Tuesday, April 18, 2017

How many of the drowned man's admirable qualities are real, and how many are made up by the townspeople?

Almost all of the drowned man's admirable qualities in "The Handsomest Drowned Man in the World" are made up by the townspeople. The only thing they know for sure about him is that he is "much bigger than any other man, for he hardly fit in the house" (Marquez, 1) and that "he was the tallest, strongest, most virile and best-equipped man they had ever seen" (Marquez, 1).
The rest of the qualities that the townspeople bestow on the drowned man are characteristics that they dream up until they admire him beyond reason. They imagine his enormous house to fit his gigantic frame and how grand and dignified it must have been (Marquez, 2). They dream up that "he would have had such authority that he could have taken the fish from the sea by only calling them by name" (Marquez, 2) and that "he would have brought forth springs from between the driest rocks and would have been able to sow flowers on the cliffs" (Marquez, 2). They even make up a name for him and decide that he is called Esteban (Marquez, 2).
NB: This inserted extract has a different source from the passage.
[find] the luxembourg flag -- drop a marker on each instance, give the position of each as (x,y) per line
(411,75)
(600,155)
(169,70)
Due to "Esteban's" enormous size, the women soon start to imagine how he must have been in life. "They saw him condemned in life to pass sideways through doors, splitting his head open on the crossbeams" (Marquez, 2), and they imagine that he must have been humble and embarrassed by his size so that he would "remain standing during visits without knowing what to do with his tender, red hands, while the woman of the house searched for the most resistant chair" (Marquez, 2).